Depuis des décennies, la majorité des soins médicaux vont au traitement des maladies chroniques: maladies cardiovasculaires, diabète de type 2, hypertension artérielle, dyslipidémie, ostéoporose, cancers, maladies dégénératives. On oublie trop souvent que le déclin de plusieurs hormones dû au vieillissement joue un rôle prépondérant dans l’augmentation du risque de ces maladies.  Alors que l’importance de saines habitudes de vie est reconnue, celle d’un bilan hormonal équilibré ne l’est pas encore, ce qui nuit à l’exercice d’une médecine préventive efficace. Les hormones féminines sont généralement les premières à subir une chute significative. 

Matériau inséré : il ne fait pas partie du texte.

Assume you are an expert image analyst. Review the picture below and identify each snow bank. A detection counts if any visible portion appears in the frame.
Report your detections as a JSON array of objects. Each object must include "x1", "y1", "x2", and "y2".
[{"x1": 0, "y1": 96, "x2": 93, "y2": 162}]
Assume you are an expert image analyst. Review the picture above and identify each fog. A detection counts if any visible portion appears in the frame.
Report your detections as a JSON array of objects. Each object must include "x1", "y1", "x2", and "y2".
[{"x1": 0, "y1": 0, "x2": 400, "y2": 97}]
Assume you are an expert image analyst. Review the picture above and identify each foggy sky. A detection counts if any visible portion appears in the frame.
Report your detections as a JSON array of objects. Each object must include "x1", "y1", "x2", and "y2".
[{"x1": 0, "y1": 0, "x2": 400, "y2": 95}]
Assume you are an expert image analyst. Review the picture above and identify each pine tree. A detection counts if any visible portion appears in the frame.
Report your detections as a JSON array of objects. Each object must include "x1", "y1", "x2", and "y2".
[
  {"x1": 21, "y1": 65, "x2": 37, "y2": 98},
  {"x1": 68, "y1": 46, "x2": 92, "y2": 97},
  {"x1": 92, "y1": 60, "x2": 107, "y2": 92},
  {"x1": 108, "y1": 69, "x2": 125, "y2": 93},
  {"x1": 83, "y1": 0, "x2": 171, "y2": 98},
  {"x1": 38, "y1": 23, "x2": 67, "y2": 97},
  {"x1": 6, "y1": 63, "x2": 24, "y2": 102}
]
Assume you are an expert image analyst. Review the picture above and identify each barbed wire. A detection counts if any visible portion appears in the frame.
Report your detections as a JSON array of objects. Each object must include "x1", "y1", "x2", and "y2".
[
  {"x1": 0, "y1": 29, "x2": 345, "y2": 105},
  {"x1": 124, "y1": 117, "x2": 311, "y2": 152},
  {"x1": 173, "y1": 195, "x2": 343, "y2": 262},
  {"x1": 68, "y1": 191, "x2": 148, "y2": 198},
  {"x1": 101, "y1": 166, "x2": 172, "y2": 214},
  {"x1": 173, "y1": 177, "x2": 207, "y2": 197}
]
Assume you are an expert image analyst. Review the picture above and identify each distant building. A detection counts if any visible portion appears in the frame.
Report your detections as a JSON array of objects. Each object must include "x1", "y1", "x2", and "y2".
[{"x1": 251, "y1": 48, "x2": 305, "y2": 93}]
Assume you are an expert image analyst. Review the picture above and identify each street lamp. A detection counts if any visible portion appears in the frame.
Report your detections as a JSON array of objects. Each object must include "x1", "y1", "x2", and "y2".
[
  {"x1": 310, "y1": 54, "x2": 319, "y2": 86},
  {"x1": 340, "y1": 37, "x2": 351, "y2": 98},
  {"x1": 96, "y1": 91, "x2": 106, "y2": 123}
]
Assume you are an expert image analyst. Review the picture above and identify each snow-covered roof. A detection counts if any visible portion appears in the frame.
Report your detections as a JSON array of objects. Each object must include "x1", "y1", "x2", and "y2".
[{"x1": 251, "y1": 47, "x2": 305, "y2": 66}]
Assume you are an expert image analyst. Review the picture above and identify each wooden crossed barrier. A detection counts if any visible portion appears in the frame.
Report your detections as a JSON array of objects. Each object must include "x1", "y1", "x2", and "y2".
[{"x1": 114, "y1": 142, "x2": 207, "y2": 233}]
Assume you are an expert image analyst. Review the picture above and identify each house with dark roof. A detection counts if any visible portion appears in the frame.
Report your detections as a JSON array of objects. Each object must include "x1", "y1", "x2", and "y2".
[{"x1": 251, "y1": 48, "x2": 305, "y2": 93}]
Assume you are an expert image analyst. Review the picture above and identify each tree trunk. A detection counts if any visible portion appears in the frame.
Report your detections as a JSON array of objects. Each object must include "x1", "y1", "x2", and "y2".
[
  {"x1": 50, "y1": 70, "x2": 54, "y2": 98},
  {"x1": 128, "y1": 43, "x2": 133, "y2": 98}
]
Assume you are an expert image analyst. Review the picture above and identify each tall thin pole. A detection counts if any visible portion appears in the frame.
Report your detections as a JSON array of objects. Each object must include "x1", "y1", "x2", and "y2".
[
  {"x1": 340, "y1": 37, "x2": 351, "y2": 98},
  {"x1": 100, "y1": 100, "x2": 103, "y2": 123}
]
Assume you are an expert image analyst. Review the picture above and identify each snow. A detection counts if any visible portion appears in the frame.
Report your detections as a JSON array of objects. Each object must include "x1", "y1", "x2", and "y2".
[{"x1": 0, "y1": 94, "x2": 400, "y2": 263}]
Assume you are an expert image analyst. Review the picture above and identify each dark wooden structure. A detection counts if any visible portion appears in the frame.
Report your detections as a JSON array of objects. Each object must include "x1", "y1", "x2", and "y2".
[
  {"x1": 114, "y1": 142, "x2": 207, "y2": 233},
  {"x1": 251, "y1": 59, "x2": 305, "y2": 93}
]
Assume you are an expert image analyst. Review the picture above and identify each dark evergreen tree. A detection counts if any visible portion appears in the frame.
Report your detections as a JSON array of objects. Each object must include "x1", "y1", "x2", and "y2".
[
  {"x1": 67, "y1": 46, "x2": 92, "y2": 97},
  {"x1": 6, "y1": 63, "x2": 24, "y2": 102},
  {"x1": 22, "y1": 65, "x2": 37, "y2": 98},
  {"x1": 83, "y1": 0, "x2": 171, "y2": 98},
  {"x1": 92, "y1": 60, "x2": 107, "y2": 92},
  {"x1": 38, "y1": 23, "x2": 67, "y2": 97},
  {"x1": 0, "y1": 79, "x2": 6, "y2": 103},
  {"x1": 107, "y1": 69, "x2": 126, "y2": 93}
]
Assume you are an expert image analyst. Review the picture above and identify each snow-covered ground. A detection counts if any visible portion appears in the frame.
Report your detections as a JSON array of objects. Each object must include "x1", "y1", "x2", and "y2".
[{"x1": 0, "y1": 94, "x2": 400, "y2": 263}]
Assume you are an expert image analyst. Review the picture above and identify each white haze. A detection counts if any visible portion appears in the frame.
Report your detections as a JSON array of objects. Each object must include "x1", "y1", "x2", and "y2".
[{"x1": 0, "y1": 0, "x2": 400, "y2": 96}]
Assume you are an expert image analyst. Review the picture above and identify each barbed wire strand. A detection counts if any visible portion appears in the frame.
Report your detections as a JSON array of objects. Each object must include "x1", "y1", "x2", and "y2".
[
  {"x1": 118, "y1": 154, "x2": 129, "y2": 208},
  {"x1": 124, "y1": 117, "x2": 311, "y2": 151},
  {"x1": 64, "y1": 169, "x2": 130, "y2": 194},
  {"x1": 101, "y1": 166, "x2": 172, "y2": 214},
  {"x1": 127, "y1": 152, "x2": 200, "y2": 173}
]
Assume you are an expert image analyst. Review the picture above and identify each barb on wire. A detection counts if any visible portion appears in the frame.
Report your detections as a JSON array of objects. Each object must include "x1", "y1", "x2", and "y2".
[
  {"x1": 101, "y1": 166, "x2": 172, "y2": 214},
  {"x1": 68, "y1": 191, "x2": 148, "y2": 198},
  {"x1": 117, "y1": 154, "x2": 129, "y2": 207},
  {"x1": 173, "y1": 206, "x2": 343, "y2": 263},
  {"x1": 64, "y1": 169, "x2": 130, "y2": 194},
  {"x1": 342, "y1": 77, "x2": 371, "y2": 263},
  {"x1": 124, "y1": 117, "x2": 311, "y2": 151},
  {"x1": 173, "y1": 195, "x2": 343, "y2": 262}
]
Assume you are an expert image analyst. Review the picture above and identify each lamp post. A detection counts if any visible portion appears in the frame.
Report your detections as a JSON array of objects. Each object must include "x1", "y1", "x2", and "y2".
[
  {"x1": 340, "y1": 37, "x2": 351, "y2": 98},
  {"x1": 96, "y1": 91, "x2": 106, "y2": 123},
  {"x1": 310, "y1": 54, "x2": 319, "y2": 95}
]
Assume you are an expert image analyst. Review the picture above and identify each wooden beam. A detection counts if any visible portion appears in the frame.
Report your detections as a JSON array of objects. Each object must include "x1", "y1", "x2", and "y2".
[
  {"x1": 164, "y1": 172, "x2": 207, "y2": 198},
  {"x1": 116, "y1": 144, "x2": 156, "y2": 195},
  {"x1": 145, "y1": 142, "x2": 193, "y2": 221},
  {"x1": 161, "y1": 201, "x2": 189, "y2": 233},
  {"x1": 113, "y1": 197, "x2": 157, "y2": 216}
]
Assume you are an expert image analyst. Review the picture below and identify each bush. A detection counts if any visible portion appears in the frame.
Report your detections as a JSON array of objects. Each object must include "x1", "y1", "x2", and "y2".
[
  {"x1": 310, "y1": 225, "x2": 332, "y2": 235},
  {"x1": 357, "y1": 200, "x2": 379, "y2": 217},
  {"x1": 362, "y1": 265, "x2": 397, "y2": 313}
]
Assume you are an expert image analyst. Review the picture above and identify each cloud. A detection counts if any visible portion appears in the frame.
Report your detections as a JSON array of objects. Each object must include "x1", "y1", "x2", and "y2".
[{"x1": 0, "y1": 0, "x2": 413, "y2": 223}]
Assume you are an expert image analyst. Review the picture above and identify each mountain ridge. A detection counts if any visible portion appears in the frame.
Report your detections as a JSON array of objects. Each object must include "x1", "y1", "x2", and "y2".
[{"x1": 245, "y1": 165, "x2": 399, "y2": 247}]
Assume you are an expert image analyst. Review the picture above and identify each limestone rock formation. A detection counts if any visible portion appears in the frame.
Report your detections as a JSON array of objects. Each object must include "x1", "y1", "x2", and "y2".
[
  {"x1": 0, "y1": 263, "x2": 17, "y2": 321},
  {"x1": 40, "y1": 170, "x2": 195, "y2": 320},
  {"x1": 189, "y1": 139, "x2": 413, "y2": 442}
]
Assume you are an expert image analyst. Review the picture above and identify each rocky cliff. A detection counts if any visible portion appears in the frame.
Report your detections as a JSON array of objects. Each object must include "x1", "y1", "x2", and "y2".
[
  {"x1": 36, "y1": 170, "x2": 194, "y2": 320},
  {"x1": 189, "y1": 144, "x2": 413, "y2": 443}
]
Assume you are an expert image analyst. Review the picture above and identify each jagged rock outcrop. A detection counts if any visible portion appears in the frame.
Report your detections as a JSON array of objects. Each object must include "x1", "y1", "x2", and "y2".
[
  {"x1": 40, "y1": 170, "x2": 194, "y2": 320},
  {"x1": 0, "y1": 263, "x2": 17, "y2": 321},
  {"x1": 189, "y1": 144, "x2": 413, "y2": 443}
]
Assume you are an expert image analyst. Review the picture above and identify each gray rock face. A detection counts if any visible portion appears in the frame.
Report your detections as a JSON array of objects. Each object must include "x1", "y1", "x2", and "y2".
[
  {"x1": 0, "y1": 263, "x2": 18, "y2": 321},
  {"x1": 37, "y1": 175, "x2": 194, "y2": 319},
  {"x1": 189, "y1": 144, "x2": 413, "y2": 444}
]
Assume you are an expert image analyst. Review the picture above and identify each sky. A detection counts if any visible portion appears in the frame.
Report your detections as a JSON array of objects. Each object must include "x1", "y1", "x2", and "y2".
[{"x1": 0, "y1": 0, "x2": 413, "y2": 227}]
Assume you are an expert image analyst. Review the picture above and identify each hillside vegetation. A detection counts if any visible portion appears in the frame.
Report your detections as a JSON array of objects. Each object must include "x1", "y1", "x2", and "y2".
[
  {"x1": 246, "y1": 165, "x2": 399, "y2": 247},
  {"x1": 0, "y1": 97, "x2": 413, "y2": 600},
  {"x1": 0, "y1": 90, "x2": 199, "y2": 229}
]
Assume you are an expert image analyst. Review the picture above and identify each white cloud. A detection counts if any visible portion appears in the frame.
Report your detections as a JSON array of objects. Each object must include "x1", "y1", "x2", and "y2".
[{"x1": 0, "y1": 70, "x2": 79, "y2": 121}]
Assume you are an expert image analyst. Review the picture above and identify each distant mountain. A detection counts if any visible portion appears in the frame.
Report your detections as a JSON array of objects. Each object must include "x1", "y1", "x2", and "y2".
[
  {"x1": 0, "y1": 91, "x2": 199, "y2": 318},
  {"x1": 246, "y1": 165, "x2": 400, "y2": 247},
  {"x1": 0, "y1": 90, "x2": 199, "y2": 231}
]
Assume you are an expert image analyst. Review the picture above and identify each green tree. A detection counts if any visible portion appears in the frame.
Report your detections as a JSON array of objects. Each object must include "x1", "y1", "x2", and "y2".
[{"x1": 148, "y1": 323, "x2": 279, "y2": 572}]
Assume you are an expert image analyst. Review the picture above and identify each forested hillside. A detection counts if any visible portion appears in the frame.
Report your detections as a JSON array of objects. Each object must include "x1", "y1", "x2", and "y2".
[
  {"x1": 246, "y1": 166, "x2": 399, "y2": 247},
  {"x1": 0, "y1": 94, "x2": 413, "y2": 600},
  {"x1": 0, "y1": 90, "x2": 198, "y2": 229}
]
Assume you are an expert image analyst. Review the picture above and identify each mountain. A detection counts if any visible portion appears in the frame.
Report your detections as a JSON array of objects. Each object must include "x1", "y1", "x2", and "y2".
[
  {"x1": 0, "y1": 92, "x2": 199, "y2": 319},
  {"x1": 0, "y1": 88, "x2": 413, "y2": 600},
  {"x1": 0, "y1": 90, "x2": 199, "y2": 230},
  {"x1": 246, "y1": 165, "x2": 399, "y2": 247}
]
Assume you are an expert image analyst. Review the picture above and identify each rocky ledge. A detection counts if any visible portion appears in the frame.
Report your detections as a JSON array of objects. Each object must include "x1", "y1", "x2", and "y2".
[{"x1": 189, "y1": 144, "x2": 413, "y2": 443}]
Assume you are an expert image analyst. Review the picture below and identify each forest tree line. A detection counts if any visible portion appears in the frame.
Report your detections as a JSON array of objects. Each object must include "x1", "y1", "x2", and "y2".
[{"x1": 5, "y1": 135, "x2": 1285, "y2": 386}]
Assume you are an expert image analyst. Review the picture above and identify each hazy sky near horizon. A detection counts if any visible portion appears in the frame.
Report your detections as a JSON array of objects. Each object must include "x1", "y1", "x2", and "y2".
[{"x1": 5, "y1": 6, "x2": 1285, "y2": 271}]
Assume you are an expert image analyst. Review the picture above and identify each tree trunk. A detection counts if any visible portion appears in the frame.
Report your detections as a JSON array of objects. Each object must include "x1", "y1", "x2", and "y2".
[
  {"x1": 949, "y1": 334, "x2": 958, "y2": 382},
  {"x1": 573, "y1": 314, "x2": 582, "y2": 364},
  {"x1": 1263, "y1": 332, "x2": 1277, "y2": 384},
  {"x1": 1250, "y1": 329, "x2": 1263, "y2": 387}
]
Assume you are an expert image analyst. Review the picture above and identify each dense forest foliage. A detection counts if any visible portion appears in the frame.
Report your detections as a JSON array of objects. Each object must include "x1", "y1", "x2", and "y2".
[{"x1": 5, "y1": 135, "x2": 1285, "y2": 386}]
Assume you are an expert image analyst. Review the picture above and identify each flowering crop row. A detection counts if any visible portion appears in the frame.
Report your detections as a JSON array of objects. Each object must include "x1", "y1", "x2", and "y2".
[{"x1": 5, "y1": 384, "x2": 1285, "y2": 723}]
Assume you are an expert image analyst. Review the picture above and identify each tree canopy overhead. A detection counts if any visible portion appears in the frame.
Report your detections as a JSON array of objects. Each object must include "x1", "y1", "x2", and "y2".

Cet ouvrage met en évidence les conséquences néfastes que présentent cette chute de même qu’un taux d’insuline élevé causé par un surpoids. Avec les problèmes thyroïdiens, de tels dérèglements constituent les causes principales des maladies les plus fréquentes liées au vieillissement. Considéré bien souvent comme le plus important facteur à l’origine des maladies cardiovasculaires, le cholestérol ne joue pourtant pas le mauvais rôle qu’on lui attribue. Tout comme les hormones féminines, c’est une substance bénéfique pour le maintien d’une bonne santé.